Monday, June 05, 2006

Darker Days

image from postsecret.blogspot.com
I go onto postsecret once a week to look at the new secrets posted. This week this one caught my eye. It reminds me of darker days, days before I was muslim, days I wanted to die. I used to be extremely depressed. I tried to kill myself a few times. Most of the time I just wanted to kill myself, but the one thing that saved me was the thought of a child. Not just any child, my little brother. He was between 4 and 6 while I was going through the worst of my depression. I love the boy to bits, he's cuter than a bug's ear.

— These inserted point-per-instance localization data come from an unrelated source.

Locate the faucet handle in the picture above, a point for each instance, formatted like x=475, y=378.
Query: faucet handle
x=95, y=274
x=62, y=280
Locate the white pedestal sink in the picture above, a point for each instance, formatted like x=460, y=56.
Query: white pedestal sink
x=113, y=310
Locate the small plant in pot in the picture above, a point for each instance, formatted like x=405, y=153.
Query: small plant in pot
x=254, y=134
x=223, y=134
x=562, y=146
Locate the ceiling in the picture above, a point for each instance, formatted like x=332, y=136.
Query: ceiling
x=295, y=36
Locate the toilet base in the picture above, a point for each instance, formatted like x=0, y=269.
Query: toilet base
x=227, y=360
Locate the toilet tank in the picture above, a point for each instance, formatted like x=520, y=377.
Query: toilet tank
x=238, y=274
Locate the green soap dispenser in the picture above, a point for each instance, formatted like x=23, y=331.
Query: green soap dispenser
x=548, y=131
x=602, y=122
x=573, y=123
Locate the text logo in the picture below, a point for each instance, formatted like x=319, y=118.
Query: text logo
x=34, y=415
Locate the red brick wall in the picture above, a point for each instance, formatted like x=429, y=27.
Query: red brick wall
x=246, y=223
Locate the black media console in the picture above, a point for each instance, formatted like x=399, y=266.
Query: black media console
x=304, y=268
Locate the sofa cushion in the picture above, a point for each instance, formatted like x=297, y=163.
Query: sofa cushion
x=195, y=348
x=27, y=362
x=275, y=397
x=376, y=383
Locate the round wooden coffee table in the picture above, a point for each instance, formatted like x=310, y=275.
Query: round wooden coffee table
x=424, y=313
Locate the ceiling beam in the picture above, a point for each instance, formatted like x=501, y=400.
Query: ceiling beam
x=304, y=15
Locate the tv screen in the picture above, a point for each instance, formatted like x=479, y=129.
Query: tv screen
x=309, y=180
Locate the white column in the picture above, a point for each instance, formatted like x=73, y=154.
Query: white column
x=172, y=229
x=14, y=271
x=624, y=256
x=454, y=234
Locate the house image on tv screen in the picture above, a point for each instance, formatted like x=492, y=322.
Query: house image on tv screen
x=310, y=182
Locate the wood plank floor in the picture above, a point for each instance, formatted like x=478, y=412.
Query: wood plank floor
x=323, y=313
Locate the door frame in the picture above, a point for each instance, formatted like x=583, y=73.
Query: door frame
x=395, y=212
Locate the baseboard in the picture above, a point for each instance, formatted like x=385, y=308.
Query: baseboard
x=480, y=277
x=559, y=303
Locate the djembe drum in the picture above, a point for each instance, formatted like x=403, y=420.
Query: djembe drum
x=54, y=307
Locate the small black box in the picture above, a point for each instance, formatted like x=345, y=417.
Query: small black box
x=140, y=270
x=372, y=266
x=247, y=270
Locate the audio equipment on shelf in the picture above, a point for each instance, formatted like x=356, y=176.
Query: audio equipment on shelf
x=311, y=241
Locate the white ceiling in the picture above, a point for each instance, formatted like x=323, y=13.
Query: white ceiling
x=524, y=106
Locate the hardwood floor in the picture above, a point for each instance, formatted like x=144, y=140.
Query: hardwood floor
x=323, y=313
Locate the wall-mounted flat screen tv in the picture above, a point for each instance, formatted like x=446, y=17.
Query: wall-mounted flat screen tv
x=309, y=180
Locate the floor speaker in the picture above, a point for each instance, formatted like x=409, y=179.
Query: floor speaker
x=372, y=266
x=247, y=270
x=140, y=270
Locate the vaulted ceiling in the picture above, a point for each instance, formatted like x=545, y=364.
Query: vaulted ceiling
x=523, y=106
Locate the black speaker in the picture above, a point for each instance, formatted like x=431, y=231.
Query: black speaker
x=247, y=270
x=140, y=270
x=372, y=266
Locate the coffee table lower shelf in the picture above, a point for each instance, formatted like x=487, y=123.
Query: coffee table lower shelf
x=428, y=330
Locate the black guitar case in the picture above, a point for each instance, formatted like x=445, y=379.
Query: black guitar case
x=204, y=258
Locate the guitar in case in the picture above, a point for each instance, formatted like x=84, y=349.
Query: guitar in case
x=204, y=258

I would think about how sad he'd be without me. If you are a depressed person you know this is not a common thought. You think all people will be better off without you around, that you are some sort of burden to them. He was the only one that I never thought this way about. I knew I had to stick around for him. Thank Allah I am still here, I am grateful for every day I have with him. Not only him, but all the people I love. I have found a lot of inner peace through embracing Islam. I also know how to treat my family and others in a better way.
So here's to my "little guy" (he's one inch shorter than me, not really so little any more). Here's to the precious moments I have in my mind.
*Telling me he can shake his booty in many different ways (age 4 or 5)
*Me laying on my stomach and him on my back watching as I played Pokemon on his gameboy
*Him and his use of big words, sounding so adult
*Occassionally wanting to spend time with me, despite the importance of friends
*On my wedding day telling me "not to have any baby boys to take my spot" (age 9)
*Hundreds of others... That's my boy!!!